Atsuko and Rintaro meet a man named Cory (Cory Zacharia) at a party in a motel. Cory is a colorful person, to say the least, and is friendly enough to show them around town so they welcome his generosity. While it is inevitable that some may consider him verging on annoying, I liked him because his energy sets fire on the mundane. Without his cooky personality, the screenplay would have been a bore. Notice that he is the only one to talk about his dreams, no matter how ridiculous they may sound.
Much of the humor in the film depends on the things Cory says or does like his consideration of perhaps pursuing a modeling career. We are able to laugh at him but we do not make fun because there is a sincerity behind his words. Meanwhile, there is a layer of seriousness that runs through the slow days because Cory owes Brody (Ryan Dillon) some money. Cory is pushed around and somehow buys more time but he knows there is no way he can pay the collector. The constant threat of violence creates some level of suspense. This makes Cory the most interesting character of the bunch, not the siblings.

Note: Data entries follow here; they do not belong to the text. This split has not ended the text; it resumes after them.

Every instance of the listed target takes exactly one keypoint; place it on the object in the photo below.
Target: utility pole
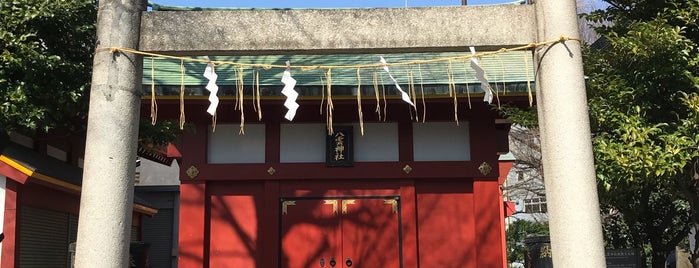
(566, 144)
(106, 201)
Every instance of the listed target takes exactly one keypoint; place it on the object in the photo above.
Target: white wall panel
(227, 146)
(302, 143)
(379, 143)
(441, 141)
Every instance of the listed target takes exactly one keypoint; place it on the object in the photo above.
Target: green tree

The Japanese siblings are appropriately treated like visitors. They observe more than they speak. When they interact, they interact minimally. I related a lot with how they must have felt because when I had recently moved to America and did not know much English, my thoughts were rarely verbalized. It was a constant struggle to express not only an idea but also the implications that come with them. You are imprisoned in your own body when you are supposedly in the land of the free.

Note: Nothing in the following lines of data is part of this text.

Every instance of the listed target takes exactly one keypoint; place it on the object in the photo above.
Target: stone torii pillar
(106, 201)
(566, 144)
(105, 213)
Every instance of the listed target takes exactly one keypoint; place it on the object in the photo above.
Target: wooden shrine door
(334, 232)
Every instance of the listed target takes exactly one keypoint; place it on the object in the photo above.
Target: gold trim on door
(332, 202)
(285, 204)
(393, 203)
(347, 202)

The best parts of “Littlerock,” written by Mike Ott, Atsuko Okatsuka, and Carl Bird McLaughlin, is when two people try to decipher what the other person is saying. There is a rhythm in these scenes: the camera up close in order to capture the confusion in the characters’ eyes, the dialogue punctuated by silences, and the eventual act of losing the enthusiasm to express an idea that was exciting ten seconds ago. Nevertheless, not all of these scenes work. Atsuko, especially, is somewhat bland. Okatsuka is good at looking sad but perhaps a few carefully placed internal monologues might have given her character a bit of life.